I need to get myself on some sort of schedule to stay on top of things better, I’ve been so busy this week that I’ve struggled to stay on top of the housework let alone myself imposed commitment to NaBloPoMo. l don’t want to stop that, writing (even random gibberish) has been helpful to how I’ve been feeling. My depression has definitely not appreciated me being overtired and busy this week. I’ve become more aware of how much I need rest, and more specifically a reasonable amount of sleep. As much as I hate eating separately to the monkeyfather in an evening I think l may need to do that more often. If he’s working in the office the monkeyfather is unlikely to be home much before 7:20, cooking a dinner from scratch after putting the children to bed at 7:30 leaves us eating after 8pm (on a good day). That results in us heading up to bed after 10 pm, by the time l actually go to sleep it’s often after 11. Our alarm goes off at 6 in the morning, l don’t function very well on less than 7 hours of sleep at the best of times. l don’t quite know what the best way is for me to get myself in a better routine to try to help me but I think it needs to be a priority.

It’s good to talk…

I can’t remember which company’s tagline that was but it’s fairly apt for today.

I had my first session of counselling/talking therapy this morning. It was rather difficult to begin with, I don’t find it very easy to talk about what I’m feeling but it did get easier as the session went on.

My therapist seems lovely. It came out as we talked that she is a Christian too, which somehow makes this easier for me (I’m not sure why!). I’ll get to have up to 8 sessions with her depending how they go and how much help they seem to be.

As we spoke and discussed ‘me’ it really brought to the fore how many areas of my life have difficulties at the moment, if it was just one area I think I’d be able to cope, but when we could see 6 or 7 areas that I’m struggling with or are weighing me down I’m almost not surprised that the lighter times are overshadowed by darker and heavier ones.

I came out of the room feeling very tired but somehow a little better. The rational thought that, yes, there are difficulties but there are also areas in my life where (as she put it) I brighten up when I discuss them and feel a bit more positive (even briefly) gives me hope that with support I can move further towards the light even though there are things that pull me down that I can’t ,and won’t ever be able to, change. (apologies for the crazily long muddled sentence these but I couldn’t phrase it any better!)

Romantic moment :-)

Mysterious ways…

God definitely works in mysterious ways…. I just wish I could understand them sometimes…

Since the church weekend away and opening up to a couple of people there through my heaven/haven moment I have felt as though a weight has been lifted from me.
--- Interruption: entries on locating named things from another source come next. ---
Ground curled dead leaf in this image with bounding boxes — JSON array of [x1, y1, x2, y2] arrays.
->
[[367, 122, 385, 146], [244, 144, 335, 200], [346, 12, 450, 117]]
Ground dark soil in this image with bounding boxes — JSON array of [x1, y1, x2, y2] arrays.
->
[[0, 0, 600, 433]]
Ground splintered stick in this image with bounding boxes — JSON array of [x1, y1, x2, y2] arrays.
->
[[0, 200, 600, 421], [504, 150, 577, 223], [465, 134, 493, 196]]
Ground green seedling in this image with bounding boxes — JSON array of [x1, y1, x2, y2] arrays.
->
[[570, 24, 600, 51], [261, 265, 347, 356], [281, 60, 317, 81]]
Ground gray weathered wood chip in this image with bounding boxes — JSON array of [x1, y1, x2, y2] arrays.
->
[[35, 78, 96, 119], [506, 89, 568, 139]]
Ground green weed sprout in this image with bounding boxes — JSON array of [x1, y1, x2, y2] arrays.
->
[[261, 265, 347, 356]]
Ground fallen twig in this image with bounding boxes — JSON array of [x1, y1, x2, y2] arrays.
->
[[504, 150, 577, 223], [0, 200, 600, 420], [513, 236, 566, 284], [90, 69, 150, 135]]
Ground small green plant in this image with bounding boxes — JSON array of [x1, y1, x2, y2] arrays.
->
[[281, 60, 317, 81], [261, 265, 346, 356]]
It’s been amazing. My mood is so much lighter, I’m still having low and dark moments but they’re less frequent and shorter.

However my eating is worse than it has been for a while. Food is consuming my thoughts. Monkeyfather was away with work this week and I found myself eating so much. I feel so guilty about it. I caught myself today planning how to drastically cut out most food so that I can feel in control and lose some of the weight I must have put on. Most of me doesn’t want to do that, and I know it’s daft, but I sometimes can’t see an alternative.

I’m struggling to reconcile the lightness I feel in my mood most of the time with the thoughts of food going around my head and how out of control it’s making me feel.

I was speaking to a lovely lady from church yesterday who asked how I was feeling. When I explained the lightness since the weekend she just smiled. I told her how I found it hard to understand how sudden the change was and she just said that is because “we’re praying for you”.

Whether it’s the power of prayer, or my medication finally kicking in or a ‘God-incidence’ of the two I am grateful that I do feel lighter more, but the hold food still has on me scares me. I hate the relationship I have with food and I do pray that my precious children don’t pick up bad habits from me as a result of seeing how I deal with food.